Metro2033
Lage - er musste sich so schnell wie möglich in Sicherheit bringen. Artjom duckte sich und stürzte los, das Sturmgewehr fest in der Hand. Er blickte sich mehrfach um. Wegen des Echos, das den Lärm der Schüsse über das gesamte Gewölbe der Station verteilte, war unklar, ob das Feuer aus dem rechten oder dem linken Tunnel kam.
Als er bereits ziemlich weit gelaufen war, riskierte er erneut einen Blick über die Schulter. In der Mündung des linken Tunnels erblickte er einige Gestalten in Tarnanzügen. Beim Anblick ihrer schwarzen Gesichter gefror ihm das Blut in den Adern - erst nach einigen Augenblicken kam ihm in den Sinn, dass die Schwarzen, die die WDNCh belagerten, keine Waffen benutzten und keine Kleidung trugen. Die Angreifer hier hatten einfach Strumpfmasken übergezogen, wie man sie bei jedem Waffenhändler kaufen konnte.
Die herbeigeeilten Kalugaer warfen sich auf den Boden und eröffneten ihrerseits das Feuer. Sie verschanzten sich einfach hinter irgendwelchen Leichen, die auf den Gleisen lagen. Jemand brach mit einem Gewehrkolben die Spanplatten heraus, die man an die Frontscheibe des Zugwaggons genagelt hatte. Dahinter kam ein getarntes MG-Nest zum Vorschein. Schon donnerte die erste Salve los.
Artjoms Blick fiel auf das von hinten beleuchtete Tableau in der Saalmitte, das sämtliche Stationen der Linie anzeigte. Der Angriff kam von der Tretjakowskaja - dieser Weg war also abgeschnitten. Und um zur Taganskaja zu gelangen, hätte er durch die gesamte Station mitten ins Zentrum des Gefechts zurückkehren müssen. Blieb nur noch der Weg zum Kusnezki Most.
Das Dilemma hatte sich also von selbst gelöst. Artjom sprang auf die Gleise und rannte auf den dunklen Eingang des einzigen freien Tunnels zu. Weder Khan noch Tus waren irgendwo zu sehen. Nur einmal tauchte oben auf dem Bahnsteig eine Gestalt auf, die dem wandernden Philosophen ähnelte, doch nach kurzem Zögern begriff Artjom, dass er sich geirrt hatte.
Er war nicht der Einzige, der in dem Tunnel Zuflucht suchte - viele Menschen rannten dorthin. Ängstliche Rufe und wütendes Schreien ertönten von dort, irgendjemand heulte hysterisch. Hier und da sah man schwankende Lichtkegel von Taschenlampen und das unstete Flackern rußender Fackeln. Jeder versuchte sich seinen eigenen Weg so gut es ging zu beleuchten.
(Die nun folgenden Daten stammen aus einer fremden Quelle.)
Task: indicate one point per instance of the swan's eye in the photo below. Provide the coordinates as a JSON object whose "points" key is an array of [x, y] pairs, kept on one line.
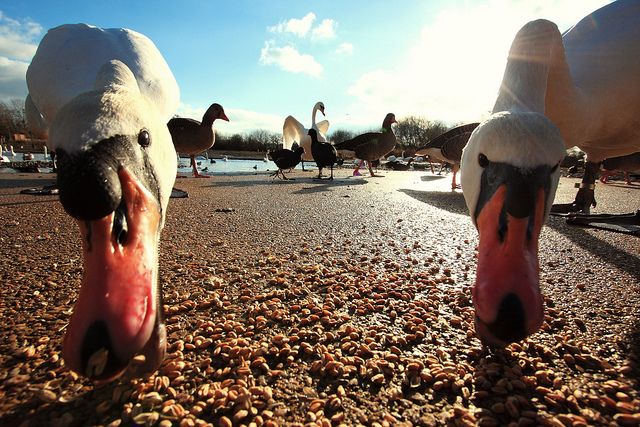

Artjom zog Khans Geschenk aus der Tasche und drückte auf den Hebel. Er richtete das schwache Licht der Lampe auf den Boden, um nicht zu stolpern, und hastete vorwärts - vorbei an kleinen Gruppen flüchtender Menschen, zum Teil ganzen Familien, zum Teil einzelnen Frauen, Alten oder auch jungen, kräftigen Männern. Diese schleppten irgendwelche Säcke, die wohl kaum ihnen gehörten.
Einige Male half er Leuten auf, die gestürzt waren. Bei einem von ihnen blieb er stehen: einem grauhaarigen alten Mann, der sich, das Gesicht schmerzverzerrt, gegen die wellige Wand des Tunnels lehnte und eine Hand auf die Herzgegend presste. Ein halbwüchsiger Junge stand daneben, an dessen plumpen Gesichtszügen und glasigen Augen Artjom erkannte, dass er kein normales Kind war. Etwas in Artjom krampfte sich zusammen, als er dieses seltsame Paar erblickte, und obwohl er jede Verzögerung vermeiden wollte, sah er sich außerstande weiterzulaufen.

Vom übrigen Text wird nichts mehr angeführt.